Strong Payrolls to Test Fed Chair Warsh Early in Tenure — Evening Brief – 06.05.26
The U.S. labor market posted job gains nearly double expectations in May and erasing months of downward revisions in a report that simultaneously strengthens the economy’s near-term outlook and complicates the Federal Reserve’s path forward under its newly installed chair.
Employers added 172,000 jobs in May, well above the 88,000 consensus, while the unemployment rate held steady at 4.3%, according to the Bureau of Labor Statistics. In a break from the downward revision pattern that has plagued recent reports, March payrolls were revised up by 29,000 to 214,000, and April was revised sharply higher by 64,000 to 179,000 — bringing the combined upward adjustment to 93,000 jobs. With those revisions, employers have added an average of 188,000 jobs over the past three months.

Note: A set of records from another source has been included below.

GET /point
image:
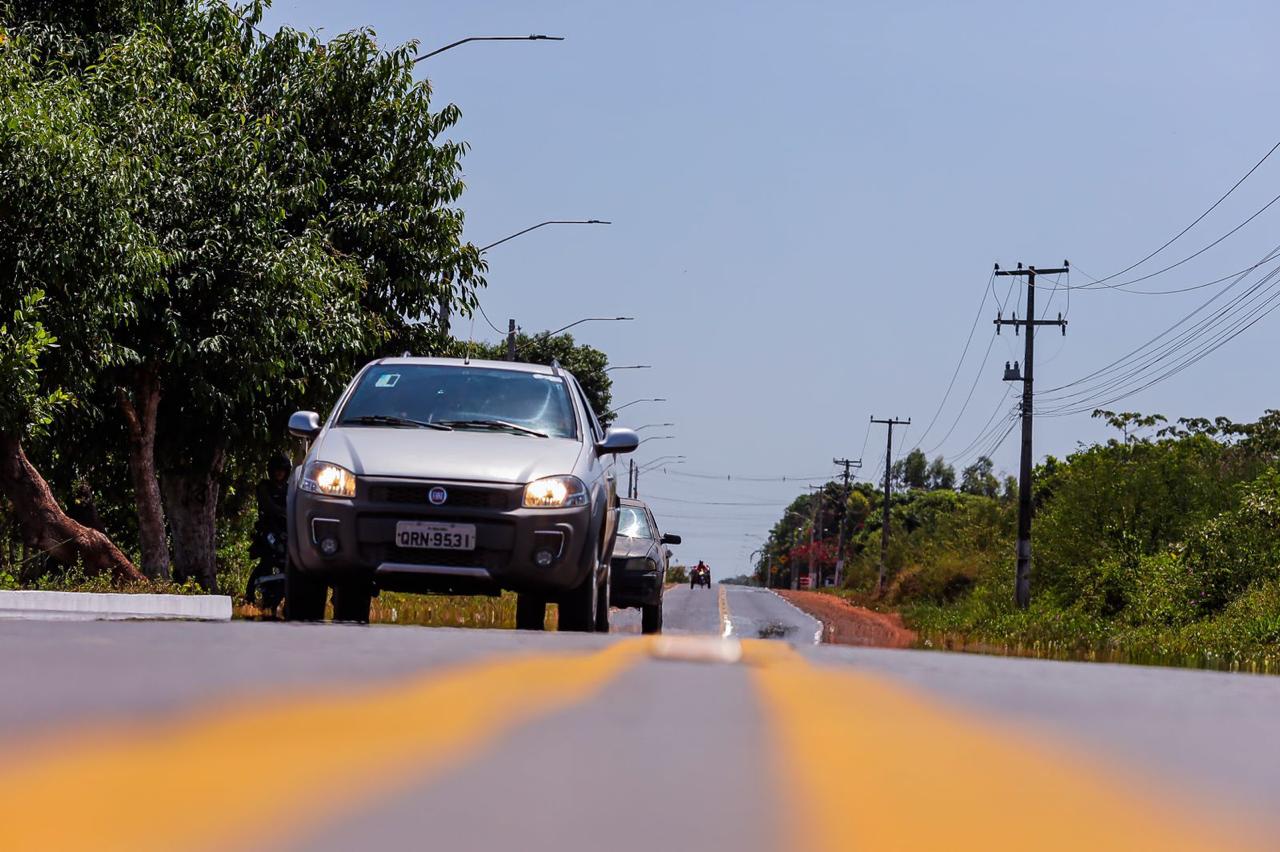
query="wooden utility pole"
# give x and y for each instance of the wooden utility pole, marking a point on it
(888, 491)
(1023, 577)
(840, 545)
(817, 490)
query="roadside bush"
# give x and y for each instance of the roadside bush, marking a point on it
(1238, 548)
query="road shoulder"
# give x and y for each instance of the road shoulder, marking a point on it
(845, 623)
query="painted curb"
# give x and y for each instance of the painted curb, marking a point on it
(88, 607)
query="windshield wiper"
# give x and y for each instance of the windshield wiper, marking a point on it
(391, 420)
(497, 424)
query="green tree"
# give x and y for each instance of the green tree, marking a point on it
(979, 479)
(586, 363)
(65, 251)
(304, 201)
(912, 471)
(941, 475)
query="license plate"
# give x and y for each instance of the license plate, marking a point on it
(435, 536)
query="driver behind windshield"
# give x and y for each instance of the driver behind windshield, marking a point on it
(448, 395)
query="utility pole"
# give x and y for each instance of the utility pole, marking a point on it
(1023, 580)
(814, 580)
(840, 555)
(888, 490)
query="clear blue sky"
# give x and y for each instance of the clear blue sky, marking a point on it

The report lands at a politically and institutionally sensitive moment for the Federal Reserve. Kevin Warsh, recently confirmed as Fed chair, takes the helm under significant pressure from President Trump to deliver rate cuts early in his tenure. Friday’s blowout numbers make that task considerably harder.
Other Fed officials have already signaled they are in no rush to ease policy, and the combination of strong hiring, upward revisions and sticky wage growth gives the hawks within the Federal Open Market Committee fresh ammunition to hold the line.

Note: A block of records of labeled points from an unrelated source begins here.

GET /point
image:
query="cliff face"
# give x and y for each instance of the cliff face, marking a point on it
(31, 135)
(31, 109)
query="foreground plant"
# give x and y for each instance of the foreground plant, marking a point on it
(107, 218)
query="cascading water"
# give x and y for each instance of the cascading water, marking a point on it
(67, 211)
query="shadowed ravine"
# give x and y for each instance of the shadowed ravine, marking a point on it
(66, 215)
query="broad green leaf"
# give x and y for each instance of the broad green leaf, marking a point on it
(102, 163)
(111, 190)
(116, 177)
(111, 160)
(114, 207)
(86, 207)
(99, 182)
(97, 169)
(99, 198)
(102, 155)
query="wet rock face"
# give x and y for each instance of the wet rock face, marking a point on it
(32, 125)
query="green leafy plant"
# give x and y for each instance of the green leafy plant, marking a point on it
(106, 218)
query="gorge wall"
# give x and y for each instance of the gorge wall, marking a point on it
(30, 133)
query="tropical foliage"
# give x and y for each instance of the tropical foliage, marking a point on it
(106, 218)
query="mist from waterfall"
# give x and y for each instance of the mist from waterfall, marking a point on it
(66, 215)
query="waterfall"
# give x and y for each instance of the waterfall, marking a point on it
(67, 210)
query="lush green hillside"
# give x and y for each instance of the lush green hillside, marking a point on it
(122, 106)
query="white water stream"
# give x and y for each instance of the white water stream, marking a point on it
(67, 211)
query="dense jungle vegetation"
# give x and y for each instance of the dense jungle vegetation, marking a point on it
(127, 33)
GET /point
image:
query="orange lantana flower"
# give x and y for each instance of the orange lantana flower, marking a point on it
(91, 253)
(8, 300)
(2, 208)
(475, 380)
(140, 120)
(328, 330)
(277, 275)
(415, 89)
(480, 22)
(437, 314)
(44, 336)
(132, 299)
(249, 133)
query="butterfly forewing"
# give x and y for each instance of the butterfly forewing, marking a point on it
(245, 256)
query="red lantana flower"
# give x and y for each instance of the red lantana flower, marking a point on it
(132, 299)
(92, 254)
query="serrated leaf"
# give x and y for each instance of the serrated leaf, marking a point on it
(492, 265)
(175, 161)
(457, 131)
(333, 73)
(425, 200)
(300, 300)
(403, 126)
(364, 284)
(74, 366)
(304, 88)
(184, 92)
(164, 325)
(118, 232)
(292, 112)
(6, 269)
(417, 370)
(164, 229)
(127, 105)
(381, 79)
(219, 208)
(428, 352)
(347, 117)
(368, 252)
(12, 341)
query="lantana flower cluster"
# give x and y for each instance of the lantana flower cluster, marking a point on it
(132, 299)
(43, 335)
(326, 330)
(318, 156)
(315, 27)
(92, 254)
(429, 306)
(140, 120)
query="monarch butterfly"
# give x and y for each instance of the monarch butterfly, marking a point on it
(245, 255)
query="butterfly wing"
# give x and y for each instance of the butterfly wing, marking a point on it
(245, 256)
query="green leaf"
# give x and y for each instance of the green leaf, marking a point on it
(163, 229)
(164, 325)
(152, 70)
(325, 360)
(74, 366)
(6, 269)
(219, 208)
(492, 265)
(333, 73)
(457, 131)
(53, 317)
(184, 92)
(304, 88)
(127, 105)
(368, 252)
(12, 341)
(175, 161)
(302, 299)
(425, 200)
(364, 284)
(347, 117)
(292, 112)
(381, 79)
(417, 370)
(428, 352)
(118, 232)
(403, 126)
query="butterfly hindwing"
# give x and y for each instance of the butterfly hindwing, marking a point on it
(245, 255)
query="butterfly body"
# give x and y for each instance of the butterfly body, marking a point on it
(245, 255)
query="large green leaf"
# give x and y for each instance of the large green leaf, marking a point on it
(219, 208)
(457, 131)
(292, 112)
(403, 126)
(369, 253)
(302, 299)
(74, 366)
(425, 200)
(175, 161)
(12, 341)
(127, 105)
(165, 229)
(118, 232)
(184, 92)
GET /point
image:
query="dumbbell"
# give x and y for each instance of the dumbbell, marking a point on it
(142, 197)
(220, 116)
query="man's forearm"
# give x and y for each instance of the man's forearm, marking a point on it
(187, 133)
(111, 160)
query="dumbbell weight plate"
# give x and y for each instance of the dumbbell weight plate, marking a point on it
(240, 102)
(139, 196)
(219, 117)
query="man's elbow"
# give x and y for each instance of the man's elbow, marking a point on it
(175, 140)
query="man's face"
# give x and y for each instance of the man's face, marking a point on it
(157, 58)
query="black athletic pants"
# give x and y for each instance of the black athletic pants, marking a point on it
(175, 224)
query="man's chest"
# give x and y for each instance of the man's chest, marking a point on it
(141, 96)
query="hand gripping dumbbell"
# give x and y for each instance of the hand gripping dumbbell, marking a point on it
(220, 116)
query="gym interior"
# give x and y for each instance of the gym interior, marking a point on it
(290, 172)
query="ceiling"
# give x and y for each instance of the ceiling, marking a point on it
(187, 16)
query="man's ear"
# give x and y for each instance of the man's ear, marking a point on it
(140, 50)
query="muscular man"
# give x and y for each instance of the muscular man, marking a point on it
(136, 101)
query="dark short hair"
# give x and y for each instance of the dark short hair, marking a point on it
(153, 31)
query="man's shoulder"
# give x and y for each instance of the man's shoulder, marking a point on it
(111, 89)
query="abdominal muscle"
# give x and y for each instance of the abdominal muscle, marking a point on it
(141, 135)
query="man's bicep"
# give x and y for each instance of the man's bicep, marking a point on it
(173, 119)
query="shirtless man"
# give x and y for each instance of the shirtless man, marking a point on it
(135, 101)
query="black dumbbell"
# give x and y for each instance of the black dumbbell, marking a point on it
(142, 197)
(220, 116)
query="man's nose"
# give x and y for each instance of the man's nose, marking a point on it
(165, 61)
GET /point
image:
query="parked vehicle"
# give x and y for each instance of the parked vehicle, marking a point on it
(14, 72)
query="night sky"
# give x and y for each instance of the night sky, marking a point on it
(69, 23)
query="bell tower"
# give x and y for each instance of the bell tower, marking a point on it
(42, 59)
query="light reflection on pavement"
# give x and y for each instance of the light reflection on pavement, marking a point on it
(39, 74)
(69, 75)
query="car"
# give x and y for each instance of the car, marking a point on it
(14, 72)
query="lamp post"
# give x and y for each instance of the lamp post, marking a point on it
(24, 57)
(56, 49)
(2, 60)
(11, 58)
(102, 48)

Markets have responded accordingly. Investors had already abandoned near-term rate cut expectations heading into Friday’s release. Following the report, attention shifted decisively toward the risk of tightening. Market pricing now reflects a 62% probability of a hike by December.

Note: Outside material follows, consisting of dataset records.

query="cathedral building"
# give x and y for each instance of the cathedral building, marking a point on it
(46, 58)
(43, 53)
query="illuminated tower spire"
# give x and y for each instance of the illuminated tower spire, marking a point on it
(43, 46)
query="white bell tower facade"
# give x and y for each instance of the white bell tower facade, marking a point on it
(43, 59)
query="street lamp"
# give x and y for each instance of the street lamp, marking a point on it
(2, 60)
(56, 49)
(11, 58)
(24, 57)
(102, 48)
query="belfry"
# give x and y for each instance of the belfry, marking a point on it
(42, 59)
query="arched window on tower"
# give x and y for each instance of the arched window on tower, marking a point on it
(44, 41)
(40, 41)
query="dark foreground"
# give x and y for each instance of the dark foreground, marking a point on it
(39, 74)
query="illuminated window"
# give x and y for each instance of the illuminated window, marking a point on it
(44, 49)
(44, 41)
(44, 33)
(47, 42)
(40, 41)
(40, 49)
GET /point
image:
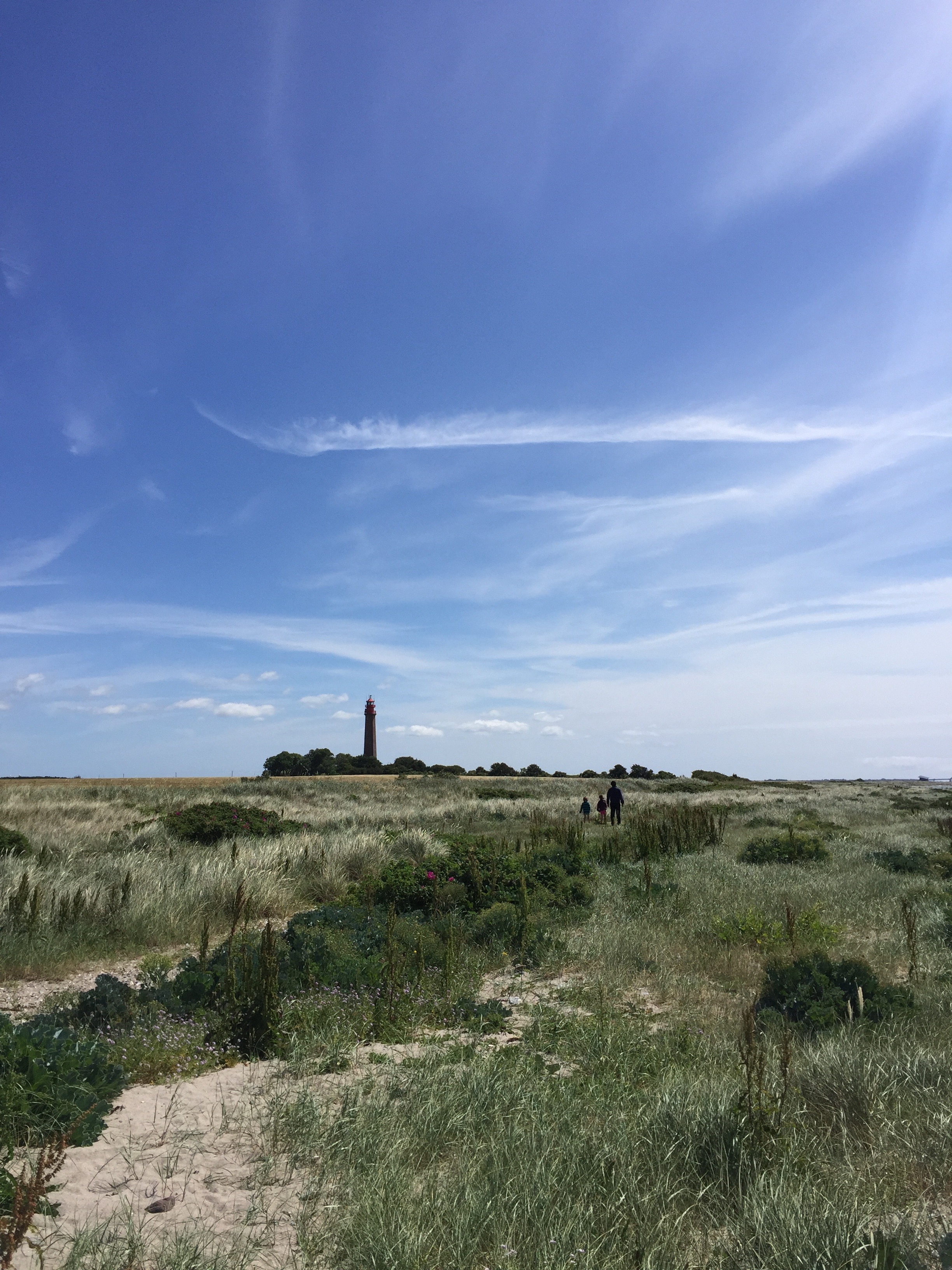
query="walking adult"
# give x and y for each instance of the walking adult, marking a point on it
(615, 800)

For Warsh, the numbers present a genuine dilemma. Cutting rates into a labor market generating nearly 190,000 jobs per month with wage growth running above 3% would risk reigniting inflation and undermining the Fed’s credibility. Yet resisting political pressure while presiding over a potential rate hike early in his tenure tests both the institution’s independence and his own standing within it. The May jobs report has made an already complicated situation considerably more so.